Sekda sama sekali tidak menyangka jika kemudian ada udang di balik batu di kemudian hari.
“Waktu itu minta tolong Bu Bupati kalau masih ada kuota PTSL. Saya nggak tahu kalau dibalik itu ada apa. Kita sama sekali nggak tahu,” tegas Sekda.
Bupati Sragen, Kusdinar Untung Yuni Sukowati menyampaikan sudah meminta Inspektorat untuk mengusut kasus dugaan penyimpangan program pendaftaran tanah sistematis lengkap (PTSL) di Desa Kecik, Tanon.
Ia mengatakan saat ini kasus dugaan pungutan liar (pungli) jutaan rupiah yang diduga dilakukan Kades, sedang dalam proses penanganan di Inspektorat.
“Saya sudah perintahkan Inspektorat. Inspektorat sudah turun tangan soal kasus ini. Sekarang sedang dalam proses,” paparnya saat dikonfirmasi melalui pesan singkat WA, Jumat (22/10/2021).
Orang nomor satu di jajaran Pemkab Sragen itu menegaskan tidak pernah memberikan izin atau rekomendasi apapun ke Kades terkait proses penyertifikatan di Desa Kecik.
Termasuk soal kabar di warga yang menyebut ada klaim bahwa bahasa pengalihan reguler dari PTSL itu atas seizin bupati dan Sekda, Yuni tegas membantahnya.
“Kalau itu (seizin dirinya) mengada-ada,” jelasnya.
Sebelumnya, program PTSL di Desa Kecik, Kecamatan Tanon, Sragen menuai kisruh menyusul temuan warga terkait indikasi pungli oleh Kades.
Tak tanggung-tanggung, warga ditarik bayaran tambahan jutaan rupiah.

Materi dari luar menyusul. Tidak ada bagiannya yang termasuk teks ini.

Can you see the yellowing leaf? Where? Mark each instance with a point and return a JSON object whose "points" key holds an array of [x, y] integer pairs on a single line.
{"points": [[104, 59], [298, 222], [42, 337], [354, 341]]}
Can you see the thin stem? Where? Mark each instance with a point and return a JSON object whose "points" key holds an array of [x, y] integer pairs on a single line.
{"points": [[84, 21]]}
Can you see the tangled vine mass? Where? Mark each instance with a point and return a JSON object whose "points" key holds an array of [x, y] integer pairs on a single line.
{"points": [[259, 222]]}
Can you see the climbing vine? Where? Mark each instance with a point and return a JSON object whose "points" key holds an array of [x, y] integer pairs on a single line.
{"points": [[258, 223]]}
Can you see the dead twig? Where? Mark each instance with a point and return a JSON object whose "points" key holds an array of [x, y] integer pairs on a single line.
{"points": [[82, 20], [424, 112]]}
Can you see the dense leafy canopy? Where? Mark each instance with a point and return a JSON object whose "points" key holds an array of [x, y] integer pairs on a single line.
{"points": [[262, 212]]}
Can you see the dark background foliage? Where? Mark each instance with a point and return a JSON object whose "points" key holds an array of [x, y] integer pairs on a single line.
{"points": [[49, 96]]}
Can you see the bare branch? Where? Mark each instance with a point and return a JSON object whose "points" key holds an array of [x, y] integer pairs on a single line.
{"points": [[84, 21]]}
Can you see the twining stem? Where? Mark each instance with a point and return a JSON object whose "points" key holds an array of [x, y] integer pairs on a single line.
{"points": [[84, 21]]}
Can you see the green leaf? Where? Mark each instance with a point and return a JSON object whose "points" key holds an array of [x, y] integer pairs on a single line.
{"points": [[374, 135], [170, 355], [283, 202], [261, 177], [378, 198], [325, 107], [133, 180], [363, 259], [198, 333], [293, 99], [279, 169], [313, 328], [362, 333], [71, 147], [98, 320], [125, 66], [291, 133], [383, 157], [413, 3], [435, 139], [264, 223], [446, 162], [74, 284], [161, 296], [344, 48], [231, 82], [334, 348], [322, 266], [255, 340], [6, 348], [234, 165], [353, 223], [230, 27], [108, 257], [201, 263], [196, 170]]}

Modusnya, warga dikelabuhi dengan bahasa kuota PTSL sudah habis. Dengan dalih itu, Kades kemudian mendatangi warga dan mematok tarif Rp 2,5 juta – Rp 3 juta sebagai biaya tambahan untuk mengurus lewat jalur reguler.
Padahal, berkas sertifikat warga itu oleh BPN (Badan Pertanahan Nasional) tidak diproses reguler melainkan melalui PTSL.
Dugaan pungli itu terbongkar setelah sejumlah warga mengungkap tarikan tak wajar itu kepada wartawan, Jumat (22/10/2021).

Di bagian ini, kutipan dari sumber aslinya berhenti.